Long known for its environmental and social responsibility, outdoor apparel and gear giant Patagonia raised that bar a little higher with the announcement that it has hired a dedicated environmental advocate, the first-of-its-kind position in the industry.
A veteran environmental lawyer, Avi Garbow was the longest-tenured general counsel at the U.S. Environmental Protection Agency when he held the role from August 2013 to January 2017, according to his LinkedIn profile and a Patagonia statement announcing his hire. Garbow spent four years as deputy GC at the agency before ascending to the top lawyer spot.
Citing the fact that environmental activism, engagement and advocacy are “at the core of what the company is about,” Garbow said in an interview that he is joining what is in many respects “very fertile territory for environmental protection.”
In December 2017, Patagonia took an arguably unusual move for a for-profit company and sued the Trump administration over its decision to eliminate large parts of Bears Ears National Monument, as well as Grand Staircase-Escalante National Monument, two national monument sites in Utah.
“Patagonia’s business relies directly on public lands, like Indian Creek in Bears Ears, which hosts world-class climbing,” Patagonia president and CEO Rose Marcario said in a statement at the time. With Hogan Lovells representing Patagonia, that litigation is pending in U.S. District Court for the District of Columbia, according to online court records.
While acknowledging that his experience will prove helpful in his new role, given that much of the administration’s environmental agenda will require, among other things, “a legal lens to challenge and attack,” Garbow said it’s too early to say whether his hiring signals ramped-up litigation efforts by Patagonia.

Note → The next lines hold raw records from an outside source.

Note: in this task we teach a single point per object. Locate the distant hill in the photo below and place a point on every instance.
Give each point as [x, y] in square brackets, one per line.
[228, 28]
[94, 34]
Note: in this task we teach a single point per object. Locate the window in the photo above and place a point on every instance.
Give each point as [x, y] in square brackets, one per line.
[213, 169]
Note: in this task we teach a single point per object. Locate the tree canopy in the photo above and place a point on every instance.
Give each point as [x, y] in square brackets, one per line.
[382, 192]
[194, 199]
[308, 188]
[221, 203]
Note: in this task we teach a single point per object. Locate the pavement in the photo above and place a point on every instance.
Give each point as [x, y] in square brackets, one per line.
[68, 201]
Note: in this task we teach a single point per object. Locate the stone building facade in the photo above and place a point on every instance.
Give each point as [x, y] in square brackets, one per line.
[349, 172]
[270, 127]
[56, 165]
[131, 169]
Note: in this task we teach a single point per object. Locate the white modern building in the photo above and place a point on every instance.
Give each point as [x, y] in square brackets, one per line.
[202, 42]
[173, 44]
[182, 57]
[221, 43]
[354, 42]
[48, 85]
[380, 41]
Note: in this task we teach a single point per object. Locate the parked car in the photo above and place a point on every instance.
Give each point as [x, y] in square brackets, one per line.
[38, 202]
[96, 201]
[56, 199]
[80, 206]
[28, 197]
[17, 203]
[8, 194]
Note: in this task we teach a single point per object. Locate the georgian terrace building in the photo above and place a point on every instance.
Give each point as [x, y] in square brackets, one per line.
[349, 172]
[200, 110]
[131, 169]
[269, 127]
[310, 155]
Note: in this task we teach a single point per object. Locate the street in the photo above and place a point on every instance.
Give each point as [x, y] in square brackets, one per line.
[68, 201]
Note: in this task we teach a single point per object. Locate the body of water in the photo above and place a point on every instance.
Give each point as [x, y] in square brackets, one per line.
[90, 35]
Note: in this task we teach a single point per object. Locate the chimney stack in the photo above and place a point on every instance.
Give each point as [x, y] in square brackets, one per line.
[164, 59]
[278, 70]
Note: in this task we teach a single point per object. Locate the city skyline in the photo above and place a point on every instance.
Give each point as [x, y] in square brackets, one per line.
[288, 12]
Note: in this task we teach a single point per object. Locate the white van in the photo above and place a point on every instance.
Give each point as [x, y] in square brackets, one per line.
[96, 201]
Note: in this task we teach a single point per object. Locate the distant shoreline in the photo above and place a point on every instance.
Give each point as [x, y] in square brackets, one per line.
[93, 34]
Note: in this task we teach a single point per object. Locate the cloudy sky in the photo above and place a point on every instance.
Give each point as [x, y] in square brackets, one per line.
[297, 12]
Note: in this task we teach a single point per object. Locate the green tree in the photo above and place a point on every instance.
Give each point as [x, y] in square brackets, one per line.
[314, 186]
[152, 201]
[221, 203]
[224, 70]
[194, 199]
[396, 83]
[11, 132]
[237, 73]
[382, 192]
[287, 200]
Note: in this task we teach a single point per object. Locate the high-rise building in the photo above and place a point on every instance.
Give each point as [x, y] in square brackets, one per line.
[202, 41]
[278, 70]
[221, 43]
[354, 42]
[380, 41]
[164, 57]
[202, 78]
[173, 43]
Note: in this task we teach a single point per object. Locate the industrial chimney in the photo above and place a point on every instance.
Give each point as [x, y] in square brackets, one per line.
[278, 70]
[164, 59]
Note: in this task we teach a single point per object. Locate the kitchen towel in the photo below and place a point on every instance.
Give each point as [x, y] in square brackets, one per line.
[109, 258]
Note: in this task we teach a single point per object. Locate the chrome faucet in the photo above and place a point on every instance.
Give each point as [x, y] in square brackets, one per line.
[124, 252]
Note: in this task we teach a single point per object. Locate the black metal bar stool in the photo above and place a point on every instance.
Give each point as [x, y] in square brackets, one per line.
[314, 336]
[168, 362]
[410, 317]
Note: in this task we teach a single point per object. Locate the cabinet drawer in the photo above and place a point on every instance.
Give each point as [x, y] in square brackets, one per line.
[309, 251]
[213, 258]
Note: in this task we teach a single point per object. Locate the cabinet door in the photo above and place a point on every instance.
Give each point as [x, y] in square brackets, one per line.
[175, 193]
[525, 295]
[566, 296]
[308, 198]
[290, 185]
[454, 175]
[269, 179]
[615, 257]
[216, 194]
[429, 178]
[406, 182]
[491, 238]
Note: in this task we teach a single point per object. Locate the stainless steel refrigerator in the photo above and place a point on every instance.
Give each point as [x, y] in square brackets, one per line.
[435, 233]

“This is a renewed expression of the company’s interest in aggressively addressing our environmental challenges, many of which, day by day with this administration, become more critical,” he said. “We are now reaching a point in this administration when a lot of these attempts to roll back protections and regulations will themselves become ripe for challenge, but whether it’s Patagonia or other interests, you can expect more litigation to come once this administration finalizes its planned retreat.”
Not all of Patagonia’s advocacy and activism work is legal, though, Garbow said, noting that “part of what we’re trying to do is to not merely shine a spotlight on what is going wrong but to offer solutions to our environmental problems.”
Many of his duties can be accomplished, Garbow said, given his “geographic perch” in the Washington metro area, though he said he also plans to spend a considerable amount of time at Patagonia’s Ventura, California, headquarters.
In his new role, Garbow said he hopes to bring some strategic vision “to make the great work of the company and its people even more effective”; elevate Patagonia’s voice; and work with leadership and various teams motivated by helping to save the planet.
“Of all the tools we have, and with all the very important issues, where can Patagonia’s voice be the strongest, and where can we have the greatest influence and impact?” Garbow rhetorically asked, adding that identifying the answer to that question is part of his new position.
He added of this move: “Personally and professionally, this company and the opportunities I have been given align extremely well with my passions, interests and experience.
“For those of us who care about our institutions of government, who care about science, who care about the rule of law and the progress we have made in the past, we are really coming into a crucial period in the administration when those of us who have experience and have a voice need to speak up.”
Garbow earned his law degree, as well as a master’s degree in marine affairs, from the University of Virginia, his LinkedIn profile said.